Soy por naturaleza reservado y melancólico. Al parecer esto me viene de la niñez. Mi infancia estuvo signada por un hogar trashumante e inseguro. Soy hijo de policía. Recuerdo que mi padre llegaba a casa cualquier tarde, sudoroso y fuera de sí. ¡Arregla las cosas, Exaltación, nos vamos mañana...me han trasladado!, le decía a mi madre. Al día siguiente, contrataba un camión y metía en él: baúles, catres y cachivaches, y junto con los trastos, mi madre y nosotros sus hijos, que éramos tres. Recuerdo que me gustaba dormir en los viajes. Soñaba mundos remotos, y al final me despertaba el rumor desbocado de pueblos extraños que en adelante serían mis nuevos hogares. Así, sucesivamente, desperté en Cusco, Abancay, Puno, Andahuaylas, Chuquibambilla y, viví también en Vilcabamba, Curpahuasi y otros pueblos andinos hasta que papá se cansó de viajar y murió cuando yo tenía 11 años. Me mataba la tristeza de que en todas partes me miraran como a un foráneo. Mi madre decía de mí que era un niño triste. Ahora puedo explicarme por qué. Nací el 44. La vida de peregrinos de mis padres me hizo nacer en Lima. Así consta en mi partida, pero, salí de aquella ciudad al cumplir 1 año. Cuando tuve 19 me asaltó el anhelo de conocer Lima, el suelo natal. Viajé, y se descubrió ante mí un país diferente, extraño, distante. No permanecí en Lima sino 5 días, pero fueron suficientes para saber que no era mi mundo y retorné a mi habitat maravilloso.

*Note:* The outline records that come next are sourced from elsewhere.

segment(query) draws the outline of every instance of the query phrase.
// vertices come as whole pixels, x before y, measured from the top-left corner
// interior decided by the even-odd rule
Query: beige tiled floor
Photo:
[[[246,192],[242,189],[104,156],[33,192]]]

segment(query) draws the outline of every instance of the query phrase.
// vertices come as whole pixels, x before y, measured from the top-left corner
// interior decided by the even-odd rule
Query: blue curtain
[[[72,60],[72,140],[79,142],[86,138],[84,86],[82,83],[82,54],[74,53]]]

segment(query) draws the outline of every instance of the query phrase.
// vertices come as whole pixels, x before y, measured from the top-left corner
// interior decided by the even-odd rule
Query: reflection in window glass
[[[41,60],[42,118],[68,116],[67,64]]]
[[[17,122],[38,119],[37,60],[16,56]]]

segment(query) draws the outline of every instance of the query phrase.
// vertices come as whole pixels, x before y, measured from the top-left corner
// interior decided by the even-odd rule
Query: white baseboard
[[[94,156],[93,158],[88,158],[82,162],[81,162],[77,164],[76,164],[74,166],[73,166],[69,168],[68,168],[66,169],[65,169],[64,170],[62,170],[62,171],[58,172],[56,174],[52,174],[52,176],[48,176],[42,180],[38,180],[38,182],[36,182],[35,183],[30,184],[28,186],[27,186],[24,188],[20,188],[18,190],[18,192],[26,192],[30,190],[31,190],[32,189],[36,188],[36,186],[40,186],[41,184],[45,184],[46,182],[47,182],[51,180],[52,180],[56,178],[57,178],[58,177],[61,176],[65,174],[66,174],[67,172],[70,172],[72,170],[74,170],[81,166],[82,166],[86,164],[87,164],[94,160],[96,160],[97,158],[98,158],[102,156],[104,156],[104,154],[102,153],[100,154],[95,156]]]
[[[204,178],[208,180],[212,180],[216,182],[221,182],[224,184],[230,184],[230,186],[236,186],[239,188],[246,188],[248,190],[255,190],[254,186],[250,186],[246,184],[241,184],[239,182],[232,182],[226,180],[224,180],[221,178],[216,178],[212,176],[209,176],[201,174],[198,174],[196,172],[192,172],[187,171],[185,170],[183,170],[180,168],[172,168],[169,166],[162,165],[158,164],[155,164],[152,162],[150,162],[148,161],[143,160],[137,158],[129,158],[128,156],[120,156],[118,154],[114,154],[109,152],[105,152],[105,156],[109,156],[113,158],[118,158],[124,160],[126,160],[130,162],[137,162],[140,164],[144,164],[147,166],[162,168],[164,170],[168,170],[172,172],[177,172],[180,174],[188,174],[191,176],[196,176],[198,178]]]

Mi vocación literaria, nació, probablemente, cuando era niño. Recuerdo a mi abuela Alfonsa Miranda que solía narrar
por las noches bellísimos cuentos quechuas: de seres gigantes y extraordinarios, de lagunas y cerros deificados que premiaban o sancionaban a los hombres; de cabezas de señoronas que habían sido licenciosas en su juventud, debido al que, salían en las noches a recorrer los caminos saltando como chiwankos y, que al cruzar los cercos se enredaban en las pencas de los tunales o en los brazos nudosos de los kollis. Solíamos escucharla todos los familiares, incluso mis padres, tíos y vecinos; los niños nos peleábamos por ocupar los lugares cercanos a la abuela Alfonsa para no perder la magia de sus palabras, el poder de aquella voz de Diosa que creaba mundos descomunales y personajes misteriosos, delirantes.
Sin embargo, no empecé narrando cuentos, sino, haciendo poesía. De la vida del Colegio guardo un volumen de poemas jamás publicado. Debo admitir que desgraciadamente no tuve un buen maestro de Literatura en Secundaria: El aprendizaje de biografías artificiosas, la memorización de relaciones de obras y fechas y, de apreciaciones críticas fuera de contexto, casi me llevaron a abandonar la literatura. Menos mal que en la Universidad San Antonio Abad del Cusco tuve un gran maestro: el poeta Luis Nieto Miranda. Con él empecé a gustar la literatura y después a conocerla. Y al conocerla llegué al convencimiento de que yo no servía para la poesía y que, más bien, siguiera cultivando la narrativa. Tuve un aprendizaje discontinuo: Mi actuación como dirigente sindical, en la práctica, me separó de la literatura toda una década: de 1972 a 1982. No puede decirse que perdí tiempo. Conocí muchos pueblos y personas, y aprendí bastante. Ahora vivo en el pueblo que más quiero, cerca de un mar mágico y espléndido, dedicado a lo mío: escribo literatura, leo literatura y enseño literatura en la Universidad Nacional del Altiplano.
Feliciano Padilla
- Este testimonio fue leído en el II Encuentro Nacional de Narradores, realizado en Arequipa, del 29 de noviembre al 03 de diciembre de 1993.